Less than 5% of the values from the chemical assays of the four detected environmental pollutants were below the LOD, and they were imputed with a random value between LOD and LOD/2. For each pollutant we present the LOD, the proportion of samples above LOD and the 10th, 25th, 50th, 75th, and 100th percentiles.

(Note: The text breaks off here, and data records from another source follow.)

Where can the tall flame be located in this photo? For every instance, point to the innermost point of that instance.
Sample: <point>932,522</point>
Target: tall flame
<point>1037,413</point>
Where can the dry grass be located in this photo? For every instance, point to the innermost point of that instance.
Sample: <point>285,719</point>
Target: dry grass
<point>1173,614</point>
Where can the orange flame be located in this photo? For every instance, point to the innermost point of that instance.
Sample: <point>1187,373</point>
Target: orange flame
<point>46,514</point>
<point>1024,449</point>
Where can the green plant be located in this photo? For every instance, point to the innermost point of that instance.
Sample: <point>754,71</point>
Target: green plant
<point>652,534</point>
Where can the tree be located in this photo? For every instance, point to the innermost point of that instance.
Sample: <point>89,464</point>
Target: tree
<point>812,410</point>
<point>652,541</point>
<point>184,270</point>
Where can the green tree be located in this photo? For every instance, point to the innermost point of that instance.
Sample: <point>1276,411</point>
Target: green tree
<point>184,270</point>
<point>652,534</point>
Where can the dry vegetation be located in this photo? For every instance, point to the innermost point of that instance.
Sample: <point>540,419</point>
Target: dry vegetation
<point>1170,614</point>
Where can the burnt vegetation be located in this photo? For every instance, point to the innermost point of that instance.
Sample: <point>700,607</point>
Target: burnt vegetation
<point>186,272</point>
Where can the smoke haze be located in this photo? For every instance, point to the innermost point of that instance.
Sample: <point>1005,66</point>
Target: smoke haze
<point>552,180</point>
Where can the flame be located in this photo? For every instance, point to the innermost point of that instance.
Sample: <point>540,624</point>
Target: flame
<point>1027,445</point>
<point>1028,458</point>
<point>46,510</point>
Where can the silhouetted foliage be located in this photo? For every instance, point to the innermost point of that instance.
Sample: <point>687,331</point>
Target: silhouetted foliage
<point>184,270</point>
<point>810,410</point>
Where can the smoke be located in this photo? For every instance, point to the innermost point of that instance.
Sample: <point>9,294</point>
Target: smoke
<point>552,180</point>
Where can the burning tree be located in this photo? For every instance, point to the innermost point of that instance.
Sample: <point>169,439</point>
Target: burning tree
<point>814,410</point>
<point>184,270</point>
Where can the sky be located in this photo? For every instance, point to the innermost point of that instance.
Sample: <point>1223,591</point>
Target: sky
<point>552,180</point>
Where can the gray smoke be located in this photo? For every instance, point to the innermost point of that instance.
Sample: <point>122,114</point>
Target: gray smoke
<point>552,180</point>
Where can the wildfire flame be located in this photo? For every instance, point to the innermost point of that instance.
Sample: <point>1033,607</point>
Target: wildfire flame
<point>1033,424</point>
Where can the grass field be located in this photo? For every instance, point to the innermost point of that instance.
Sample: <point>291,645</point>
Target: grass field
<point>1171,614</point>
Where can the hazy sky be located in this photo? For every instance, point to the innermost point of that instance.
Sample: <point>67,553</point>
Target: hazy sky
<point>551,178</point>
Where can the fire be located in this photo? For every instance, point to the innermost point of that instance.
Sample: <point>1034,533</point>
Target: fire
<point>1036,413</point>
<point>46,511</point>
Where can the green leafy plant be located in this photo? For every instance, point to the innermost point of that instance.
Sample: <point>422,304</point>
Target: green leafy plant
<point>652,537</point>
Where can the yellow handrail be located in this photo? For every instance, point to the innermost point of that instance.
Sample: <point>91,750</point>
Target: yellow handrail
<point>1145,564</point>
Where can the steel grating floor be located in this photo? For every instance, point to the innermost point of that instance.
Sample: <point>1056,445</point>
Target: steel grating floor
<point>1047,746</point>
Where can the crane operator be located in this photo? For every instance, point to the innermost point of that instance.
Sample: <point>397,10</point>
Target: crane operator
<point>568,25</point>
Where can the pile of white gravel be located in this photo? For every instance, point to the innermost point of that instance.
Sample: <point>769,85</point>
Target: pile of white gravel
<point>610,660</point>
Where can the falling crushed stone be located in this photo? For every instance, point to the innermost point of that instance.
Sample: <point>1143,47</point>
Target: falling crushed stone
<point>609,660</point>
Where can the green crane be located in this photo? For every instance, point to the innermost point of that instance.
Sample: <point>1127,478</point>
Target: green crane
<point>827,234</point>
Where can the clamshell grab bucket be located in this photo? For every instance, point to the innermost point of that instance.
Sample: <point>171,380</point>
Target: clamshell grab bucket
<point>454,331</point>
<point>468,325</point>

We estimated potential associations of calendar year, gestational age, and maternal age and parity at amniocentesis with each pollutant in generalized linear regression models with squared terms of the numerical explanatory variables to estimate deviations from linearity. We transformed the environmental pollutant measures by the natural logarithm (ln) to normalize the distribution of residuals, and we consequently exponentiated the differences estimated on the ln scale to obtain ratios of the medians. We present these ratios as crude and adjusted percent change per unit of the explanatory variable with 95% confidence intervals (CIs). In addition, we present associations with the numerical explanatory variables as scatter plots with unadjusted linear regression lines. We made mutual adjustments for calendar year of amniocentesis (1980–1984, 1985–1990, 1991–1996), gestational age at amniocentesis (< 15, 15–17, ≥ 17 weeks), maternal age at amniocentesis (< 30, 30–34, ≥ 35 years), maternal smoking estimated by cotinine levels [“nonsmoker” < 25, “passive smoker” 25–85, “active smoker” ≥ 85 ng/mL amniotic fluid (Jauniaux et al. 1999
)], and maternal parity (0, 1, ≥ 2 prior births). We estimated correlation coefficients between the ln-transformed environmental pollutants with p
-values from Spearman rank correlations. All p
-values were estimated by two-tailed tests, and we considered an α-level of 0.05 statistically significant. Statistical analyses were performed using STATA software (version 11; StataCorp, College Station, TX, USA).